Vegan Diets & Foods

There are various challenges for anyone who chooses to eat a vegan or vegetarian diet.  One of the biggest issues concerns getting sufficient protein in the diet – this is particularly crucial if you are an athlete, or engage in any sports where it crucial to build and maintain a large muscle mass, such as rugby, American Football or bodybuilding.


As you move through the different forms of vegetarianism and vegans, you find some vegetarians who eat will fish or chicken and only avoid red meat, others who eat no animal flesh (that is, no red meat, chicken or fish) but are okay with eggs or dairy.  Finally there are true vegans, who will not eat any food derived from animal source foods, excluding even honey from their diet.


As you move though these forms of vegetarianism, it becomes increasingly difficult to obtain sufficient protein.  In addition, getting enough iron, B12 and zinc (which are all found in high quantities in red meat) can be problematic.

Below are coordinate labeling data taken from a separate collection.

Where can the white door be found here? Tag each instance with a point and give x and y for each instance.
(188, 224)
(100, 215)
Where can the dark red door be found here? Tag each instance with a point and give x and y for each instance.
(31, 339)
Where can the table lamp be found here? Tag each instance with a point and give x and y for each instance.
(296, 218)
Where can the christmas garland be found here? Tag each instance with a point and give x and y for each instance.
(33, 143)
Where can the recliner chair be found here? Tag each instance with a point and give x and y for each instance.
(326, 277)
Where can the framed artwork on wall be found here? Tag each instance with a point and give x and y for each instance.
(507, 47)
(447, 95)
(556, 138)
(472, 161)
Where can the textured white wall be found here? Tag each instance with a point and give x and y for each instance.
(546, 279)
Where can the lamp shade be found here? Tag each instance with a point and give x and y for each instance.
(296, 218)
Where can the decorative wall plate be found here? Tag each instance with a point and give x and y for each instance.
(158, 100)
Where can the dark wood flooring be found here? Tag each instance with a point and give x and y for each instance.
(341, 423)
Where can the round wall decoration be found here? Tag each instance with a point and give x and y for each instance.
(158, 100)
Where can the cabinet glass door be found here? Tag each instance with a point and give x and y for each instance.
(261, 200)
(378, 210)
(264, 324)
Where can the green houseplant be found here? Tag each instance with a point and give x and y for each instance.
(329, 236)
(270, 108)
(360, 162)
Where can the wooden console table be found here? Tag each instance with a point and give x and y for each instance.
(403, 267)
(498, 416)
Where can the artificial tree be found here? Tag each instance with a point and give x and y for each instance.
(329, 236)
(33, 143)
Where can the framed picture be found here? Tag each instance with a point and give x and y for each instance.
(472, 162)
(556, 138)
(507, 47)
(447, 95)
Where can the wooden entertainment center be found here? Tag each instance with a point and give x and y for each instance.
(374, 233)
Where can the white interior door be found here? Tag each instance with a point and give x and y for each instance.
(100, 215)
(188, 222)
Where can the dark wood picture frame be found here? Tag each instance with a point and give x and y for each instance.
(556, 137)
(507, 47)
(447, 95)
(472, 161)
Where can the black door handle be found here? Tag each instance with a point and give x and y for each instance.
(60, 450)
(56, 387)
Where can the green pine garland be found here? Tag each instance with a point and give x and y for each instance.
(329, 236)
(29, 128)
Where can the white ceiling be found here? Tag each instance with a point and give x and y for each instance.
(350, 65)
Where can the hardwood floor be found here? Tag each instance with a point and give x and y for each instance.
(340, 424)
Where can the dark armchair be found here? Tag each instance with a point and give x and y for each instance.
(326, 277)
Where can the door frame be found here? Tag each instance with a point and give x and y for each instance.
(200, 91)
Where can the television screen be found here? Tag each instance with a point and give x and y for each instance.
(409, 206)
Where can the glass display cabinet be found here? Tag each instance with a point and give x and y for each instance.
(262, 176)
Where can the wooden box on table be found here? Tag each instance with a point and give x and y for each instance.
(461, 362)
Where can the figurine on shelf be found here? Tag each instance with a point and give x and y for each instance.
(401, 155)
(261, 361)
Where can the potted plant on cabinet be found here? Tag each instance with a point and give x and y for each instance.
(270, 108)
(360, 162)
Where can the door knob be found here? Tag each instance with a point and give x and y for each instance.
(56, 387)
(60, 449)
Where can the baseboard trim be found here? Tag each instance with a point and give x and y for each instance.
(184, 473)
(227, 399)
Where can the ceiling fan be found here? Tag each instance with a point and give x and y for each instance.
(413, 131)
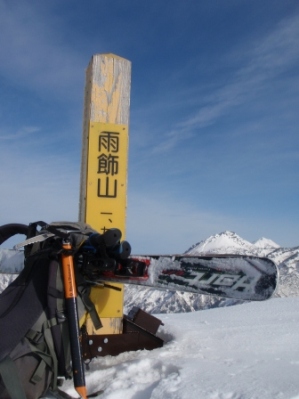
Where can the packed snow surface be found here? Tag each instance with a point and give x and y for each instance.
(249, 351)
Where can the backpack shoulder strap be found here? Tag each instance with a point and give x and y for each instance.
(9, 375)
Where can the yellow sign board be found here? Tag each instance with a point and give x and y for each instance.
(106, 190)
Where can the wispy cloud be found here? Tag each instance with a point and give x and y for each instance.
(34, 53)
(19, 134)
(260, 63)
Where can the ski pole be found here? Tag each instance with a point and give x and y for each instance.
(70, 293)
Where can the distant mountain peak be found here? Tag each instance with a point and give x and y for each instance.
(225, 242)
(266, 243)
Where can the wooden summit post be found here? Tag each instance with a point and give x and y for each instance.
(103, 191)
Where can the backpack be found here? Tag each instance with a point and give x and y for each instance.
(34, 331)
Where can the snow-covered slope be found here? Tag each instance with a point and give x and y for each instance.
(287, 260)
(249, 352)
(153, 301)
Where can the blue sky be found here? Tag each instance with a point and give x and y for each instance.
(214, 141)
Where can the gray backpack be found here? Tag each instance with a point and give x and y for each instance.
(34, 337)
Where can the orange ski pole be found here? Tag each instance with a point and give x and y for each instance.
(70, 293)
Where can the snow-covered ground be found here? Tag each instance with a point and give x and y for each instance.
(247, 351)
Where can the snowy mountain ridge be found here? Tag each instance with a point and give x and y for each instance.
(227, 242)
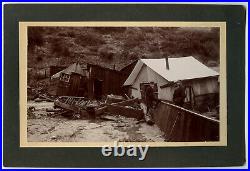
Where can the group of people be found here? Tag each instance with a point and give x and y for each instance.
(178, 96)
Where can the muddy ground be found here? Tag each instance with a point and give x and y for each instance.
(46, 127)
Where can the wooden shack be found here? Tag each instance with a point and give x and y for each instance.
(103, 81)
(71, 81)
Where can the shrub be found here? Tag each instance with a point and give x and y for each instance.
(89, 39)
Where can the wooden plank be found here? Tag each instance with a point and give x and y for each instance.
(127, 102)
(125, 111)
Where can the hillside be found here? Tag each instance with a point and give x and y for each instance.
(109, 46)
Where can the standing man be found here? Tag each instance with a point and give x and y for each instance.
(179, 94)
(149, 96)
(150, 100)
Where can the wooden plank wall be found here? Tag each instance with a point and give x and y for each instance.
(182, 125)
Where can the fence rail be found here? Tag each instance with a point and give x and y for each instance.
(182, 125)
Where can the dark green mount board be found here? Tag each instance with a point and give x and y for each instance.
(231, 155)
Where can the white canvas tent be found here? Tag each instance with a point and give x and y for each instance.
(167, 70)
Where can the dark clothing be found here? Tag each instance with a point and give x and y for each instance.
(179, 96)
(149, 96)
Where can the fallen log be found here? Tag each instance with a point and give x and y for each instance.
(114, 99)
(125, 111)
(52, 110)
(127, 102)
(46, 98)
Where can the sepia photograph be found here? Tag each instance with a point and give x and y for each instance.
(160, 83)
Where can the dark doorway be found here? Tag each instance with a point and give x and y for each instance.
(143, 87)
(98, 89)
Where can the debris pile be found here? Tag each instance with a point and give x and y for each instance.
(79, 107)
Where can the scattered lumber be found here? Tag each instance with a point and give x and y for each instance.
(125, 111)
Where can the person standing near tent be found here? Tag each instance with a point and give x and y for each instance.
(179, 94)
(150, 98)
(150, 101)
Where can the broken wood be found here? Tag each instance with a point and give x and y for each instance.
(124, 111)
(53, 110)
(114, 99)
(127, 102)
(100, 110)
(46, 98)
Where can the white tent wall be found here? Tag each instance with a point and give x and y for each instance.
(200, 86)
(204, 85)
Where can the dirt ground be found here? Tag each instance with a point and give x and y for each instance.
(46, 128)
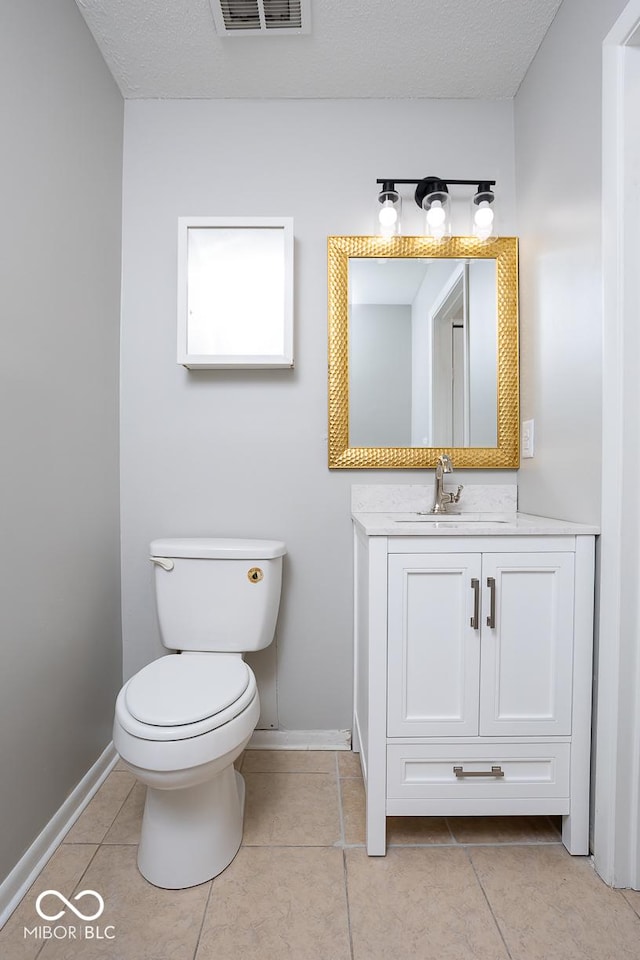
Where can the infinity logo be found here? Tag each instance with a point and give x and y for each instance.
(78, 896)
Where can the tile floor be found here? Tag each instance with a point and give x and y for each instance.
(302, 887)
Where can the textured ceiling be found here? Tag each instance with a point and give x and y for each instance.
(356, 48)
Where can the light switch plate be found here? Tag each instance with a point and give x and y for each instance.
(526, 446)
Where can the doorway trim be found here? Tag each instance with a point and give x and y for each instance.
(616, 837)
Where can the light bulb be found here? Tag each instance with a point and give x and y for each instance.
(388, 214)
(484, 215)
(436, 214)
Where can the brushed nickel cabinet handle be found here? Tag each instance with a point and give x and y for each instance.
(491, 619)
(496, 771)
(475, 619)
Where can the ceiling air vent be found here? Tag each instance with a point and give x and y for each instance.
(235, 18)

Of course, vegetarians and vegans will point to the both the ethical and the health advantages to their diet choice – these can include lower levels of dietary fat, and reduced risk of various common western illnesses.


If you need to keep your protein intake high, then including chicken and fish will make things much easier for you.  Even for those who exclude meat, but still allow themselves to eat eggs and dairy, it shouldn't be too hard to get enough protein on a regular basis, and any shortages can be easily remedied by using whey protein, which is considered the best refined source of protein.


However, for serious vegans, getting sufficient protein for everyday needs, let alone the higher needs of athletes, can be come highly problematic.  The only solution appears to be the use of non-animal based protein powders such as soy protein isolate or pea protein powder.


There are numerous other challenges for vegans.  Other common problems include:


  • Risk of nutrition deficiencies including vitamin B-12, riboflavin, zinc, calcium, iron, and essential amino acids such as lysine and methionine.
  • Risk of calorie deficiency, particularly in children.
  • Increased risk of osteoporosis from lack of calcium in the diet
  • Higher incidence of rickets in children due to a lack of vitamin D
  • Iron-Deficiency Anemia due to low iron intake
  • Macrocytic Anemia due to vitamin B-12 deficiency, often found in breast-fed infants of vegan mothers


On the plus side, vegans have a lower incidence of many common diseases including:


  • Obesity
  • Hypertension
  • Cholesterol
  • Colon Cancer
  • Diabetes


As with any diet, variety is the key.  Vegans who are aware of these issues and take active steps to address them can maintain good health while sticking to the principles that are important to them.